While Super Bowl LII was probably not the greatest NFL championship ever played, it clearly was memorable. It had the feel of Madden 95 for Super Nintendo, or an Arena Football game. Big play after big play exposed each team's porous defenders. There was not a semblance of defense until late in the game. Despite lacking defense, it still proved to be fun, much like Game Five of the 2017 World Series.
Houston Astros third baseman, Alex Bregman, is mobbed after driving home the game-winning run in the bottom of the 10th inning of Game Five of the 2017 World Series.
Slate's Henry Grabar declared the 2017 World Series the best Fall Classic in the last half-century. Perhaps he forgot about 2016 and the Chicago Cubs ending a 100-plus year drought (Game Seven alone!), or how about 2004 and 2005 when the Boston Red Sox and Chicago White Sox ended droughts not nearly as long as the Cubs'. But Game Five of the 2017 World Series between the Los Angeles Dodgers and Houston Astros did have the same feel as Super Bowl LII.

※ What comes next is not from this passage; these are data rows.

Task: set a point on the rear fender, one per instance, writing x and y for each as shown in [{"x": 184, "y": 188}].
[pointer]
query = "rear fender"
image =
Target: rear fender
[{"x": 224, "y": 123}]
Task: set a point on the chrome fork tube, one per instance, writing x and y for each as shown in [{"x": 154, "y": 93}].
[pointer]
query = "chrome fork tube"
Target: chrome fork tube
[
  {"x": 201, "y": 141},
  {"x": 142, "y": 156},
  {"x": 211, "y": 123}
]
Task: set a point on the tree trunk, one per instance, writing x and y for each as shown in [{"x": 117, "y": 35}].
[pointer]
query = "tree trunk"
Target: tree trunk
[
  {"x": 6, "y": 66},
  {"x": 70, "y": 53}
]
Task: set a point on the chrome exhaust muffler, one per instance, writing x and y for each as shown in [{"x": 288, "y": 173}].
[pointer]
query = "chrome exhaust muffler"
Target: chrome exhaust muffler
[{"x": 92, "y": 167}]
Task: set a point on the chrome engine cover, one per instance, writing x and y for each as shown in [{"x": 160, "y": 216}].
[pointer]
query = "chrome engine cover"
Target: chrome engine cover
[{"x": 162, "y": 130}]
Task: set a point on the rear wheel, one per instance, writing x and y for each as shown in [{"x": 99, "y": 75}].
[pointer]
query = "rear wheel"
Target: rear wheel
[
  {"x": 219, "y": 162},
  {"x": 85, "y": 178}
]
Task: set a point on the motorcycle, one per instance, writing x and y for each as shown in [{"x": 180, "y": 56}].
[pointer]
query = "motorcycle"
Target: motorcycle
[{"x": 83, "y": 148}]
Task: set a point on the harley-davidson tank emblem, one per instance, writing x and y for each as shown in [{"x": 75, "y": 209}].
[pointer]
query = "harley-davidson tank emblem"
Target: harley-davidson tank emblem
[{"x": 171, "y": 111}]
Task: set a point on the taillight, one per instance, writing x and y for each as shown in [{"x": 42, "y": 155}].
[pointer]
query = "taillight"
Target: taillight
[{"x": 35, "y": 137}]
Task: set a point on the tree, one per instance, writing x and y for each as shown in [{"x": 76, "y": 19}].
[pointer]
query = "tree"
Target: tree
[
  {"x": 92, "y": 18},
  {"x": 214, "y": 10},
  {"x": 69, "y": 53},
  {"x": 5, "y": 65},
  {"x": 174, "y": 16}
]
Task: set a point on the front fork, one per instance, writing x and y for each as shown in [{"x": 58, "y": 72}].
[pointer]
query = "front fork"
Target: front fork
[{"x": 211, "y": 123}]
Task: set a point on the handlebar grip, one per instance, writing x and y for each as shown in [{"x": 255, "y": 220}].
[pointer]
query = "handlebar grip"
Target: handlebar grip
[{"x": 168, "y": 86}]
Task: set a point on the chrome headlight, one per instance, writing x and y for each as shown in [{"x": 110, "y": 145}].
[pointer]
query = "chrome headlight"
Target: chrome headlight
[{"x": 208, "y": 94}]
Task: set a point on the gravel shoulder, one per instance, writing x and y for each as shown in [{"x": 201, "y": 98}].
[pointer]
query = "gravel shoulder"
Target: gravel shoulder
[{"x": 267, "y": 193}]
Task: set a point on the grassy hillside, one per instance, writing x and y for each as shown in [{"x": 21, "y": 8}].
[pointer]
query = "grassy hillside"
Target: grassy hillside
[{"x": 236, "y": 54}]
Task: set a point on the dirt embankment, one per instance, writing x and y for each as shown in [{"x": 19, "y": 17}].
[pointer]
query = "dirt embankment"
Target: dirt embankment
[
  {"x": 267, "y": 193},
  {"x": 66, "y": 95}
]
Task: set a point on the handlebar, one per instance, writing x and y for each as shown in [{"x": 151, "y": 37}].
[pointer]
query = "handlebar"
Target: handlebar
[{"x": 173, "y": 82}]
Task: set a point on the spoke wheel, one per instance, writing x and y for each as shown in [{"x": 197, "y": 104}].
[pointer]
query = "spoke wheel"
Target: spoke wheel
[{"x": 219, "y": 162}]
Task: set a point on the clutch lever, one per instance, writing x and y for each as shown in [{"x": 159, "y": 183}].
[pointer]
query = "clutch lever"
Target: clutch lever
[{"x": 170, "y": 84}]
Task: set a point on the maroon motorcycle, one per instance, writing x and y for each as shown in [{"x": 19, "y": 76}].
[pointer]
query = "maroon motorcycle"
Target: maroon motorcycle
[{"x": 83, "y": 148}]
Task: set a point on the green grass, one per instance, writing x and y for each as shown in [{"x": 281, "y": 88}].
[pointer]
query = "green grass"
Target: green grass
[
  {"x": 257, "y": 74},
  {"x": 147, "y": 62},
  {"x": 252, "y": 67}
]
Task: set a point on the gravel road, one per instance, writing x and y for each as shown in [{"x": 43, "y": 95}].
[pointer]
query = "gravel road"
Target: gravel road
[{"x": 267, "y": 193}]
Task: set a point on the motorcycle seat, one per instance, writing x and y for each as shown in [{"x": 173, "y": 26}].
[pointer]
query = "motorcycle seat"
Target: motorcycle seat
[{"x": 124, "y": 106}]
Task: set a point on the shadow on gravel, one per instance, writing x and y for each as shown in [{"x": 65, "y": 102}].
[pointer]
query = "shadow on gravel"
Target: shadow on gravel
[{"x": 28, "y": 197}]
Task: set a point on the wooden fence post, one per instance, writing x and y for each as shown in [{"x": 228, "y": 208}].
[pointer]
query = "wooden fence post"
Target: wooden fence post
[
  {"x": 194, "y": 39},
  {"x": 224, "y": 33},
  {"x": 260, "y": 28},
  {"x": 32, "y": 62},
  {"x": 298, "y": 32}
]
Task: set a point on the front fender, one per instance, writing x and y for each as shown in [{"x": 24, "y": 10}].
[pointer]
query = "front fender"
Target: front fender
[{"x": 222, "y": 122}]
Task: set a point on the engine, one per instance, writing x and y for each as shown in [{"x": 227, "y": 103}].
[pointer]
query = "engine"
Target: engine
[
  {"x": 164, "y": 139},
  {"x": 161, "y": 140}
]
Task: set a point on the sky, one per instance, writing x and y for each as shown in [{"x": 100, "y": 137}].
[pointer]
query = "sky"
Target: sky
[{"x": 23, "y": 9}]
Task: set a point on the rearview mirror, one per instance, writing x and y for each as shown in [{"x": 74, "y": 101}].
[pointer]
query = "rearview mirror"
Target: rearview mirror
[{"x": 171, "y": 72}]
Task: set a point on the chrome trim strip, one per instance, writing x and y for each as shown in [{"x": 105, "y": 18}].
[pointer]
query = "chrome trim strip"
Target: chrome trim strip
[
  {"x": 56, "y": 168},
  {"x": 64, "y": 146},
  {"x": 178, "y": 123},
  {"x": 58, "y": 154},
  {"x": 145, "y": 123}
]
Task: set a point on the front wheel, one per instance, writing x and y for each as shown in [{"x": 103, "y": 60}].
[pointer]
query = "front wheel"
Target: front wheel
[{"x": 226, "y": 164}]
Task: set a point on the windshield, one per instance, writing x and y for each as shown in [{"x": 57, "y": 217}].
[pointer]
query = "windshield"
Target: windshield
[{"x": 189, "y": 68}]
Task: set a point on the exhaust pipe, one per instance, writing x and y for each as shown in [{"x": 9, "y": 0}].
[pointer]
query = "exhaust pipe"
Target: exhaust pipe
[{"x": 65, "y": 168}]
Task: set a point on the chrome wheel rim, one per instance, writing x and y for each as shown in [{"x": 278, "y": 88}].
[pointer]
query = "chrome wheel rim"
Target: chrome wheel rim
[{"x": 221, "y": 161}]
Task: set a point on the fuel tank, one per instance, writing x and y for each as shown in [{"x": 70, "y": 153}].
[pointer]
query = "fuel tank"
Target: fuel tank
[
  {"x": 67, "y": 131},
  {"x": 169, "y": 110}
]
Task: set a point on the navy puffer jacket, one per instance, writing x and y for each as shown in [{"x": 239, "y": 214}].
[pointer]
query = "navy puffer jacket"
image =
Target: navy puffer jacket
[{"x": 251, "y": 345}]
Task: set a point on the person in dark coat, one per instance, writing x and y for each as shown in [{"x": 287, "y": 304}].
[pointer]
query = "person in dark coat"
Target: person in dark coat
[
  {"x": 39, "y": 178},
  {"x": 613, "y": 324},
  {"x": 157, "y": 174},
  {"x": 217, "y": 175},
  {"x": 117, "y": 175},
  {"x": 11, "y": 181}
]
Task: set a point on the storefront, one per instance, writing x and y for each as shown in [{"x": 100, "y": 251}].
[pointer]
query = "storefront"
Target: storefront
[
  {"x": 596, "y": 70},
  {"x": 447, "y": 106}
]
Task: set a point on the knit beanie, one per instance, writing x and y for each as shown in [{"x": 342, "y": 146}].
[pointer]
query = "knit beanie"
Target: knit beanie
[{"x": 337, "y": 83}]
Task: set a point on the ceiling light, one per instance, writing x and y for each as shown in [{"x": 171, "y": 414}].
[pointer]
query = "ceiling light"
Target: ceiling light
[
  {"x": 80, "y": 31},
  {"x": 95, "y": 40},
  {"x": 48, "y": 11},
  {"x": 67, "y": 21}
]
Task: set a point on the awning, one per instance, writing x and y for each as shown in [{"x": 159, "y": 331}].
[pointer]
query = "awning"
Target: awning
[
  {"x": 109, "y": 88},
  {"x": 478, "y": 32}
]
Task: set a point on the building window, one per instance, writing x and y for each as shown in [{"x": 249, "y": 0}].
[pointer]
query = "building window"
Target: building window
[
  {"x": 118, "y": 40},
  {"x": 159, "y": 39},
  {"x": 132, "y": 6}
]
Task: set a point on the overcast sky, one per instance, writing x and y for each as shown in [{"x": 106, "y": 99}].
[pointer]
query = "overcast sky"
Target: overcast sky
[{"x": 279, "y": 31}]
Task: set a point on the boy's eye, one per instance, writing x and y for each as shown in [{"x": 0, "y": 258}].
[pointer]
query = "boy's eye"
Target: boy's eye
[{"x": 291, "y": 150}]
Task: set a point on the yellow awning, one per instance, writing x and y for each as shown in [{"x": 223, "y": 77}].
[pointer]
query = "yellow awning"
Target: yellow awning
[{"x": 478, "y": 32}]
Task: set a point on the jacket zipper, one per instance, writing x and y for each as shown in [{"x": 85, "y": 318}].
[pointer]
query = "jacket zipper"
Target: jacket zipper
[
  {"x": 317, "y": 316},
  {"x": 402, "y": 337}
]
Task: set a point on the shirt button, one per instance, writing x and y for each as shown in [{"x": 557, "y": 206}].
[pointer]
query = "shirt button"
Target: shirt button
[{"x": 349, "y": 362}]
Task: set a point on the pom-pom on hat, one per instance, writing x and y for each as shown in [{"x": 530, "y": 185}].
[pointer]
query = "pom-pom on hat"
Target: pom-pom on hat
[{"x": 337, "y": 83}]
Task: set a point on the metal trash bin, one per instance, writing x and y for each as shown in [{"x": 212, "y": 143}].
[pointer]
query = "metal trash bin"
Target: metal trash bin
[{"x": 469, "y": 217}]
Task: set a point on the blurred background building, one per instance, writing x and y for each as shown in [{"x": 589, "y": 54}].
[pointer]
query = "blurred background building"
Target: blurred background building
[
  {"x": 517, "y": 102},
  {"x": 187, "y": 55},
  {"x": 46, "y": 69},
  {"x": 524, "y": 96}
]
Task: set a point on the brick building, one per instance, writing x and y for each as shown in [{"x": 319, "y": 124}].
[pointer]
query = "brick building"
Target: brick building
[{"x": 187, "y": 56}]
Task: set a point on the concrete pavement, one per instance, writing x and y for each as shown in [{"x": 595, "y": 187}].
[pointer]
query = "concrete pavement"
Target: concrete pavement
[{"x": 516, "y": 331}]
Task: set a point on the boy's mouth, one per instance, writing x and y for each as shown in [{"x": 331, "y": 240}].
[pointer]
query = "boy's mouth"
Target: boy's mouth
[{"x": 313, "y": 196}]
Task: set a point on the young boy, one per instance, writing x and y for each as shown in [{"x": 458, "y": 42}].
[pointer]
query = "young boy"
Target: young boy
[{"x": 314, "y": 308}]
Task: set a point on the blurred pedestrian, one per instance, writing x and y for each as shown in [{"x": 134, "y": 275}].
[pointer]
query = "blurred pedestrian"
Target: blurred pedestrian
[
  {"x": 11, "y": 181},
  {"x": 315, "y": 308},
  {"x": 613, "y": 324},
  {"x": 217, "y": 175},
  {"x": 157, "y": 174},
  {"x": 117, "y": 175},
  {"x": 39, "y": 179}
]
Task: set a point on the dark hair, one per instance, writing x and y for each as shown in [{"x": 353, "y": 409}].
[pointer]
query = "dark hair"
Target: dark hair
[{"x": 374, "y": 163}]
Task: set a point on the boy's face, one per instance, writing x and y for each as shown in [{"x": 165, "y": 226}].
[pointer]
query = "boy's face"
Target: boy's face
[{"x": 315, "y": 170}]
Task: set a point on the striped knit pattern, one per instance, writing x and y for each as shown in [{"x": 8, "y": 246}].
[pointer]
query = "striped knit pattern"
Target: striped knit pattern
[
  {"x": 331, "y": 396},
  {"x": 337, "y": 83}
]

What looked like a Dodgers rout of the Astros turned into a five-hour, extra innings slugfest. Entering action in the bottom of the fourth inning, the Dodgers held a 4-0 lead with Clayton Kershaw on the mound. By winning, the Dodgers would seize a 3-2 Series lead with a chance to claim the franchise's first World Series title since 1988 at home during Game Six. Then the wheels fell off.
Houston evened the score at 4-4 in the bottom of the fourth inning. Los Angeles answered with three in the top of the fifth, then the Astros scored three of their own. By the end of the fifth, both starting pitchers, Kershaw and Dallas Keuchel were out of the game. Both teams combined for three home runs during the two innings.
Both teams hung zeroes on the scoreboard during the sixth. A Cody Bellinger triple in the seventh scored Enrique Hernandez and gave the Dodgers a one-run lead, but the Astros plated four in the bottom of the frame. The eighth inning saw both teams add single runs. Entering the final inning of regulation, the Astros grasped a tenuous 12-9 lead.
Houston needed three outs in the top of the ninth inning to take a 3-2 World Series lead. What commenced as an outstanding pitching performance transformed into an offensive onslaught. Each time a team grabbed a lead, the other rose to the occasion. With one out, Yasiel Puig belted a two-run homer. Then, with two outs, Chris Taylor singled to center field scoring Austin Barnes to knot the score at 12-12. The Astros failed to score in the bottom of the ninth forcing extras for the second time in the World Series.
After blanking the Dodgers in the top of the 10th inning, the Astros first two batters failed to reach base. Evan Gattis grounded to third, then Marwin Gonzalez struck out swinging. Dodgers closer, Kenley Jansen, hit Brian McCann with a pitch and the Astros brought in Derek Fisher as a pinch-runner. George Springer walked, then Alex Bregman singled to left field scoring Fisher to win the game, 13-12.
Just like Super Bowl LII, Game Five of the 2017 World Series is probably not the greatest postseason game ever, but it certainly was a pleasure to watch well into the night. And it definitely demonstrated that defense is not required to win a championship. At least not that evening.